Don’t let her have to get the lady told right in front of division. Miss Willy, she really ought to know better. “Chocklit” is what they call her behind her back. It got shortened way down from Willie Wonka and the . . .

It’s not as bad as what DiAnthony Davis said before he got up and spit on her shoe. He never came back to class after that. Probably got kicked out and had to go to alternative school.

Miss Willy hadn’t really called him crazy; she just asked the question. Old boy was cutting up like nobody’s business. Pretending to dig out boogers and flick them at people.

“Mr. Davis, are you crazy or what?”

“Who you calling crazy, Chocklit? If I’m crazy, you’s a crazy Cockeyed Bitch.”

“Oh, snap!” Kids always giggled when a teacher got cussed out, even when it wasn’t funny. It was a fear mixed with respect kind of giggle. “Dude is crazy. You heard what DiAnthony said?”

SoJourner felt sorry for Miss Willy. She never saw a brown-skinned person turn so red. What else did the lady expect DiAnthony to do? When people give you disrespect, you got to hand it right back to them. Otherwise, they’ll be dissing you 24/7. Somebody like Miss Willy shouldn’t even be cracking, not when you got eyes looking off in two different directions. SoJourner swallows the insult that pops to her lips. South Shore High School is on ZTP, that zero tolerance policy. One strike, you’re out the door. She doesn’t want to mess up her graduation or group home placement.

Miss Willy rolls her cross-eyes like she can hear what SoJourner is thinking. The teacher takes off her glasses, blows on the lenses, and wipes them off with the edge of her blouse. “I know that isn’t chewing gum in your mouth, Miss Walker.
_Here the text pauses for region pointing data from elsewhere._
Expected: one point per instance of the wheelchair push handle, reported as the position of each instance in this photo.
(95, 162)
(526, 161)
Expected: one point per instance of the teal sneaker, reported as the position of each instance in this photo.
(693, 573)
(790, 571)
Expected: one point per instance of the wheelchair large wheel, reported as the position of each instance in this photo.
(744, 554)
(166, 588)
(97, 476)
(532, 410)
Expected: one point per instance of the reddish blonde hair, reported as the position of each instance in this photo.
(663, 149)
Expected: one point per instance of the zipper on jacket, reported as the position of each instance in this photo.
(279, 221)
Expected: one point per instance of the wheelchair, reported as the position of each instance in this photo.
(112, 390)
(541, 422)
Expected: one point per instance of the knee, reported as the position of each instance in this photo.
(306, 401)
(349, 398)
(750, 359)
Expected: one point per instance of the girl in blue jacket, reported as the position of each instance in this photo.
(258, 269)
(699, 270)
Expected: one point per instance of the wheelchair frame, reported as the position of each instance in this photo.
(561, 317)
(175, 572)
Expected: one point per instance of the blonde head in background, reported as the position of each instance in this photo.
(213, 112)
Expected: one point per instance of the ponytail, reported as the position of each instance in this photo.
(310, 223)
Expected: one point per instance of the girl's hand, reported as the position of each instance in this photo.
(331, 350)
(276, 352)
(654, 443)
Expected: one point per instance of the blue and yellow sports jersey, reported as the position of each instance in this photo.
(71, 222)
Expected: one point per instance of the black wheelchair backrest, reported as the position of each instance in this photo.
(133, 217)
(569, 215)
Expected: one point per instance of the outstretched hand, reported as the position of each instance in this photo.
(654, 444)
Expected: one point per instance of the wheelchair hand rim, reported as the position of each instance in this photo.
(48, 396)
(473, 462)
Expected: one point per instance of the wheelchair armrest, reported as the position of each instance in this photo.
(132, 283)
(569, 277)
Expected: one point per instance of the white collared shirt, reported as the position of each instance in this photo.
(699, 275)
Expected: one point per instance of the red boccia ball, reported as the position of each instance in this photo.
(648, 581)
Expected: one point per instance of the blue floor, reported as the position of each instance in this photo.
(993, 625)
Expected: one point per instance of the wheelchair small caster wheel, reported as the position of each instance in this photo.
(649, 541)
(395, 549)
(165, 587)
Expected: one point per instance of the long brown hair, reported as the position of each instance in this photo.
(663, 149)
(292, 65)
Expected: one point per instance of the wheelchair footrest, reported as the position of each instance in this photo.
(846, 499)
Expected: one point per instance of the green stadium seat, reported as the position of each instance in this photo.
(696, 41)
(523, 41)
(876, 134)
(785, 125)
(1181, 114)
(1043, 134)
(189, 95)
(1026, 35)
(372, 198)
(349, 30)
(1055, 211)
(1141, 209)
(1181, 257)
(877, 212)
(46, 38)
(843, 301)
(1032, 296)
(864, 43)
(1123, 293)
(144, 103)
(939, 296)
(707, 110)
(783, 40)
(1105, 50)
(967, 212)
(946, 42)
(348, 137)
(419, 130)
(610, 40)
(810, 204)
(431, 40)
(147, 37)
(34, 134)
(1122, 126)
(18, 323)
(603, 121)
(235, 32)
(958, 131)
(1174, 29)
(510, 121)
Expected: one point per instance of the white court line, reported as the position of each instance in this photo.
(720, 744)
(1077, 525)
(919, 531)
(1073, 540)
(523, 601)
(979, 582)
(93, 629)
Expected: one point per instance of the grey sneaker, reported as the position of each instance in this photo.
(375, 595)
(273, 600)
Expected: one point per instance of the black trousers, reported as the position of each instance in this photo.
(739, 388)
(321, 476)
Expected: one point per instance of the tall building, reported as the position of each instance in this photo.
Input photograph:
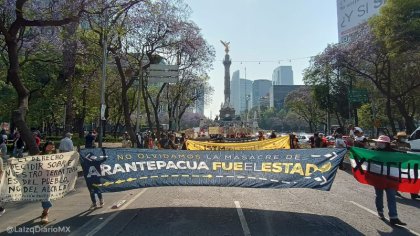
(278, 94)
(352, 15)
(260, 88)
(245, 87)
(283, 75)
(235, 99)
(199, 103)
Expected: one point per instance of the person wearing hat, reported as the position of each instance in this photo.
(383, 144)
(66, 144)
(400, 144)
(359, 139)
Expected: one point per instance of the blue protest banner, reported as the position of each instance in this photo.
(113, 170)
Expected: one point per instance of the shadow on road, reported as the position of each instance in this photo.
(211, 221)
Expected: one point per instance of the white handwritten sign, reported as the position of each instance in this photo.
(39, 178)
(353, 13)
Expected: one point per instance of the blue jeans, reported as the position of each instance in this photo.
(18, 152)
(92, 195)
(390, 197)
(46, 205)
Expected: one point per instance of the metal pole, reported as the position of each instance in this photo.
(138, 108)
(104, 61)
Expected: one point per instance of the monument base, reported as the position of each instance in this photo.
(227, 113)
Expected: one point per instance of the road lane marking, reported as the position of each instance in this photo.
(242, 219)
(107, 220)
(376, 214)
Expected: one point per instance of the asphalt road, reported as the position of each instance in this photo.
(348, 209)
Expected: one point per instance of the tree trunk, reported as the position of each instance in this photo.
(124, 101)
(146, 104)
(390, 116)
(408, 119)
(69, 65)
(23, 95)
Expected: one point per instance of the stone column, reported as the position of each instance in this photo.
(227, 62)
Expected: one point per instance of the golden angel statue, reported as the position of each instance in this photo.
(226, 44)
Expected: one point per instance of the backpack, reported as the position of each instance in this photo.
(3, 139)
(166, 146)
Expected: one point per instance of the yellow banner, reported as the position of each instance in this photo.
(268, 144)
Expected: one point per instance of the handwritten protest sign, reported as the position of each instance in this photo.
(39, 178)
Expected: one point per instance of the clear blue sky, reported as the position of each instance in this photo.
(263, 30)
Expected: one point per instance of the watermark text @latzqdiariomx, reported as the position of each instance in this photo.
(38, 229)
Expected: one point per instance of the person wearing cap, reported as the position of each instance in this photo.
(400, 144)
(383, 144)
(49, 148)
(66, 144)
(359, 139)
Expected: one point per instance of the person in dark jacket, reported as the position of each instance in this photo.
(18, 145)
(383, 144)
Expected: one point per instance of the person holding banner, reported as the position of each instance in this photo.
(93, 190)
(261, 136)
(2, 210)
(383, 144)
(49, 148)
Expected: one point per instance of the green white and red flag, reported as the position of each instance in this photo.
(396, 170)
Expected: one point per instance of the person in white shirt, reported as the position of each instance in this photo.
(66, 144)
(339, 142)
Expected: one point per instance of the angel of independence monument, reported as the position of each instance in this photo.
(227, 112)
(232, 124)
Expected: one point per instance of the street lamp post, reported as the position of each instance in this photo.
(104, 61)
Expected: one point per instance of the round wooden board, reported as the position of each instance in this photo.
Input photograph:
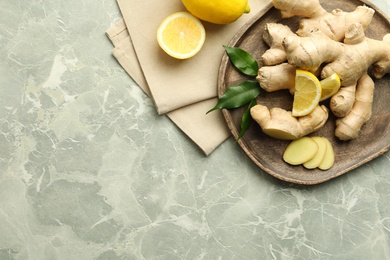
(266, 152)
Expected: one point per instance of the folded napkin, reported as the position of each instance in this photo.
(182, 89)
(207, 131)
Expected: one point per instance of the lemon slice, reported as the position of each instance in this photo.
(307, 93)
(330, 86)
(181, 35)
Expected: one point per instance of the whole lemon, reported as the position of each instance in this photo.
(217, 11)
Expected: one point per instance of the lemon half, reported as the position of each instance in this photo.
(307, 93)
(181, 35)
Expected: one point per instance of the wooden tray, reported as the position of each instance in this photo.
(266, 152)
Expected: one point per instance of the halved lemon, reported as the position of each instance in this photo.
(307, 93)
(181, 35)
(330, 86)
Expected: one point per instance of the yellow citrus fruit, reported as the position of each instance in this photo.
(330, 86)
(217, 11)
(307, 93)
(181, 35)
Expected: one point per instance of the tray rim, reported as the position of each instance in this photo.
(234, 131)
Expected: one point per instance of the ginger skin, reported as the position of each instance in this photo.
(280, 124)
(350, 61)
(348, 127)
(316, 18)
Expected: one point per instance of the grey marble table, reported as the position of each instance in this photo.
(88, 170)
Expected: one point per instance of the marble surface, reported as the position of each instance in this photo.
(88, 170)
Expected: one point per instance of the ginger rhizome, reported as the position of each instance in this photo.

Lose it now, before I lose my patience.”

She could say, “It’s not chewing gum; it’s Flavor Blast Bazooka.” SoJourner doesn’t say a word. She spits it into her hand in front of Miss Willy then puts it back in her mouth going back to her seat. SoJourner doesn’t know why her division teacher is being so mean today. Maybe she’s on her period. Miss Willy is usually nice enough.

SoJourner has her for mixed chorus, sixth period. SoJourner Truth sings second soprano. They’re rehearsing “The Impossible Dream” to sing at graduation.

SoJourner has two more months before she graduates, grown and emancipated. She will grab that diploma and never look back. Walk away from South Shore High School, from Passages South, from the System. If she gets at least a C in gym, she’ll make the honor roll, wear a white gown, and get to sit on stage. She’s not worried about Earth Science, U.S. History, Honors English, or Mixed Chorus. Only Physical Education.

They’ve been in the pool since the middle of April, and SoJourner has sat out every session. She’s on a medical excuse for an allergy to chlorine though the gym teacher is still waiting on a doctor’s note. SoJourner tells her locker mate, “Girl, these braids cost too much to be messing up in somebody’s swimming pool.”

Neither of those stories is exactly true. SoJourner T. Walker doesn’t own a bathing suit.

SoJourner isn’t bad or sad, but sometimes she’s tired. Tired of living in the worst part of South Shore, an area they call Terror Town. Tired of walking past liquor stores, boarded-up buildings, street soldiers slinging at every other corner. Tired of hearing gunshots every night and sometimes in the day.

It’s hard to pretend your life is regular when home is a building set back behind a church. It was probably nice back when South Shore was rich and white and fancy. Those days are long gone. Now it looks like a designer shoe run down at the heel. The coach house is a two-story graystone dungeon with peeling paint and cheap furniture, eight other girls, two group leaders, a night and weekend overnight counselor, and an army of mice. Where people don’t touch you, and if they try, they better be ready to fight.

SoJourner doesn’t like people touching on her. SoJourner took Driver’s Ed in junior year. Nobody at Passages helped her with road practice. It’s not because she didn’t ask.

“No way, Miss Thang,” says Miss Leota, the day group leader. She calls everyone at Passages “Miss Thang.” “You ain’t fixing to tear up my brand-new Honda.”